L’exposition présentée au sein du John Soane’s Museum jusqu’au 18 novembre 2018 témoigne de l’intérêt qu’éveille encore le dessin en architecture même si les influences d’Archigram, Paul Rudolph et Paolo Soleri sont fortement palpables. Sur les murs de la célèbre institution londonienne, entre vestiges antiques et tableaux de maîtres, l’événement livre aux visiteurs les propositions graphiques des différents prétendants au Prix du Dessin d’Architecture 2018 dont Li Han est le récipiendaire.

France

Tout prétexte semble opportun pour découvrir ou redécouvrir le John Soane’s Museum à Londres. Une exposition sur le dessin d’architecture en est un parmi d’autres avec ceci d’exquis qu’il peut offrir l’occasion d’une prise de conscience : l’art du trait et de la composition conserve toute son actualité.

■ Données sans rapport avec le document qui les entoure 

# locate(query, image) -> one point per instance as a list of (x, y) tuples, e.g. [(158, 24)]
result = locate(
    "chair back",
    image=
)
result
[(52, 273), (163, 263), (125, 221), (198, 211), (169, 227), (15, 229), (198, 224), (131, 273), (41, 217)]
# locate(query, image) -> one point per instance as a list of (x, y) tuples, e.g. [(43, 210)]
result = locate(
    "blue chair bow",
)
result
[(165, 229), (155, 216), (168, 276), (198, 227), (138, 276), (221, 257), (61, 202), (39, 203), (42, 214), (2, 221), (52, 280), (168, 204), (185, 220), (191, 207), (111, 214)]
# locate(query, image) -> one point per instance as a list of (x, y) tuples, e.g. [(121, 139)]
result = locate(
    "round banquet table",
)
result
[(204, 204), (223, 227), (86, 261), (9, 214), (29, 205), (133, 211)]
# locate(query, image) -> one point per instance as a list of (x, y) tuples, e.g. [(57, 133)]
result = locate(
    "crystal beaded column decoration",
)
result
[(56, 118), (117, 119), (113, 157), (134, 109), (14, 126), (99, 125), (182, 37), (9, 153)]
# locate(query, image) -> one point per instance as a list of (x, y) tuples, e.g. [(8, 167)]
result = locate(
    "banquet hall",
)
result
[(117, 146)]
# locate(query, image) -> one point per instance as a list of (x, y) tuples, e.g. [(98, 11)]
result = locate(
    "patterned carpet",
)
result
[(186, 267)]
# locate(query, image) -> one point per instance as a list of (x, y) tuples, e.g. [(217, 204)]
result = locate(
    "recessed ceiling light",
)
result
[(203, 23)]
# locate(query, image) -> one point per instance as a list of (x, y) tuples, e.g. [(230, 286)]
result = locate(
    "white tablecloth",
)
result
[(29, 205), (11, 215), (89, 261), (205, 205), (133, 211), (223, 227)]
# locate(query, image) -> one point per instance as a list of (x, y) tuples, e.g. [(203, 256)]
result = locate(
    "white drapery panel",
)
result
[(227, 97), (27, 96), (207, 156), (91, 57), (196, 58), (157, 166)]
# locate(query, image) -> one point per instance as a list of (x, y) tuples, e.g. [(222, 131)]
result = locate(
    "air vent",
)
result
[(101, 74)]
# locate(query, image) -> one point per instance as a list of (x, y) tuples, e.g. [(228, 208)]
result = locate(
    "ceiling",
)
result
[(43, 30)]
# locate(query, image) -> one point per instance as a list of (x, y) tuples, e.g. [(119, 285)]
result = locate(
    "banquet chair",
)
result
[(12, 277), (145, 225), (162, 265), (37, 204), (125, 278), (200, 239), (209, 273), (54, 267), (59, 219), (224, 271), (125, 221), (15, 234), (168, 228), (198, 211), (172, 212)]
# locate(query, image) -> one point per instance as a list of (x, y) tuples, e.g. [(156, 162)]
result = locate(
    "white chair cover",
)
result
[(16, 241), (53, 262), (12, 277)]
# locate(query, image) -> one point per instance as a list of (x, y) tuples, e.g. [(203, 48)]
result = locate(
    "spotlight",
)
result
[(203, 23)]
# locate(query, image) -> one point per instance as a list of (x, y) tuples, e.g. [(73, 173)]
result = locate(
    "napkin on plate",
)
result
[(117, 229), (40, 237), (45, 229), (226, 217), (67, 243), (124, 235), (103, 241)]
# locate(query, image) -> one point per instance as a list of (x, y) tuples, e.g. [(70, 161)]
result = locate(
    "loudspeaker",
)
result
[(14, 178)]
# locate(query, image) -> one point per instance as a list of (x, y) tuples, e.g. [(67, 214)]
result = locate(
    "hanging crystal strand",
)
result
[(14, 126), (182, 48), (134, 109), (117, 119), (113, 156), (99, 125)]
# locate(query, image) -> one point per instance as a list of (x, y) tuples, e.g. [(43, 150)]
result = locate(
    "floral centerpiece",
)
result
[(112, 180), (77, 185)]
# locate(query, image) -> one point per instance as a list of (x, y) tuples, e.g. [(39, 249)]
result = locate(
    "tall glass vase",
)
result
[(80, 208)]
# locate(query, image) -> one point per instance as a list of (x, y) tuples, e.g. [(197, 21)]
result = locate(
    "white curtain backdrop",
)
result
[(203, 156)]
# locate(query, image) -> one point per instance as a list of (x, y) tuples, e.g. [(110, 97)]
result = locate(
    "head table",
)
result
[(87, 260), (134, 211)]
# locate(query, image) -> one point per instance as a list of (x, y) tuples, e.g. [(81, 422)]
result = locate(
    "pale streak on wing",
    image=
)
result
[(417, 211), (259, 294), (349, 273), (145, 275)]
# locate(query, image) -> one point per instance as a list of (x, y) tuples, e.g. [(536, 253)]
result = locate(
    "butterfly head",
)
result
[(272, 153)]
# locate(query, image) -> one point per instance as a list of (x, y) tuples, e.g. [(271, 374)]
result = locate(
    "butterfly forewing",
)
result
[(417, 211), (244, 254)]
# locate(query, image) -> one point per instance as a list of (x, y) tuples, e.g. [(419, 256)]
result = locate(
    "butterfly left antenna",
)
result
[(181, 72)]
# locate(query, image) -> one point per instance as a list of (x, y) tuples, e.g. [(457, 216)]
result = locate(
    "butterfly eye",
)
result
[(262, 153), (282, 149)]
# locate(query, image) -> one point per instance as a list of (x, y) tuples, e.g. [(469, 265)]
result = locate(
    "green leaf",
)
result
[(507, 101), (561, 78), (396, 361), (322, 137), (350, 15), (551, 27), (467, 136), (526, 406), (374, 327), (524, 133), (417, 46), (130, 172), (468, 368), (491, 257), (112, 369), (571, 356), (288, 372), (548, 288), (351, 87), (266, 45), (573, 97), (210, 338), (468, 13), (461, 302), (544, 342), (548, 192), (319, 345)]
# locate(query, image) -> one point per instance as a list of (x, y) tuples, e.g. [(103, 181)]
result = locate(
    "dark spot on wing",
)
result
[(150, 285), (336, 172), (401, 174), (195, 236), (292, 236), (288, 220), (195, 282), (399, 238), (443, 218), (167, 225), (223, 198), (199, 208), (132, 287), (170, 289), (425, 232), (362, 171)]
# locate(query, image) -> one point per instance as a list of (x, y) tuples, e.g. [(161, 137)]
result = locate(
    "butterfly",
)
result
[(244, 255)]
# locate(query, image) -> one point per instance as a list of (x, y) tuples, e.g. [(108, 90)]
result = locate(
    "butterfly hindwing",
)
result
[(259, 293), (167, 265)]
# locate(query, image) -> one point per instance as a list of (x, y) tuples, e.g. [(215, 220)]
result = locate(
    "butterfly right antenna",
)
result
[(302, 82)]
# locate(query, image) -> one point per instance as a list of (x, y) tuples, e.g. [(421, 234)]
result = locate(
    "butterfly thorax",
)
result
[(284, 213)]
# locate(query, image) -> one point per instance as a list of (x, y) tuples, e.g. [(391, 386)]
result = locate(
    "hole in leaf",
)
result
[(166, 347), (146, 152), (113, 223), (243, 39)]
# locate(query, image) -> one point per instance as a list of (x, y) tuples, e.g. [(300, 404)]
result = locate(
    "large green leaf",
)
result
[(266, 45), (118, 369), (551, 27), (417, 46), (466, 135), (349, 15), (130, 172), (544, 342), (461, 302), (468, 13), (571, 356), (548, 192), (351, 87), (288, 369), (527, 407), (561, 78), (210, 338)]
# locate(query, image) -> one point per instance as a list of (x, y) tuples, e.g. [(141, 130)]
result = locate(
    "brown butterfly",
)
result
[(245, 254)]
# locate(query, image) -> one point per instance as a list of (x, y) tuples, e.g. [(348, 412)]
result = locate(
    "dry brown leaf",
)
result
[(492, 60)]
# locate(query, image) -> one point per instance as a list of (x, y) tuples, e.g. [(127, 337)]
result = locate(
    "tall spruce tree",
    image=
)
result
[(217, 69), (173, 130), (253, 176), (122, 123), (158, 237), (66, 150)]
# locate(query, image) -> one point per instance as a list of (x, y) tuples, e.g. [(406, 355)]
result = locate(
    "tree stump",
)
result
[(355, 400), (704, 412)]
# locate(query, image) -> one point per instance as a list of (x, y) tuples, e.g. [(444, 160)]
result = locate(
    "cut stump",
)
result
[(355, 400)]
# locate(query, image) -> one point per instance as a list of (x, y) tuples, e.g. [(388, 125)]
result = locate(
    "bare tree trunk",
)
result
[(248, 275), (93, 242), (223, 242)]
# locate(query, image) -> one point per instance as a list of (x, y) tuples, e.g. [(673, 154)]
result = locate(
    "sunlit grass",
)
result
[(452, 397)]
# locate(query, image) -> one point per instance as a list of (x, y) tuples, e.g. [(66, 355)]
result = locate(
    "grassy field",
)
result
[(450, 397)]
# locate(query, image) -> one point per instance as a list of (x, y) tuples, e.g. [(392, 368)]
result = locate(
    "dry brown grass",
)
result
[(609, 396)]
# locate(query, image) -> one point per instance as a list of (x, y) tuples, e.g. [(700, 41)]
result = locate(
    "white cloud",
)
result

Sur les murs, dix-sept dessins ayant concouru, en 2018, à la deuxième édition du Prix du Dessin d’Architecture.

Il y avait, à cette occasion, trois catégories : dessin à la main, dessin numérique et dessin mixte. Li Han aura fait, pour sa part, bon usage des outils informatiques puisqu’il se voit couronner de la belle distinction.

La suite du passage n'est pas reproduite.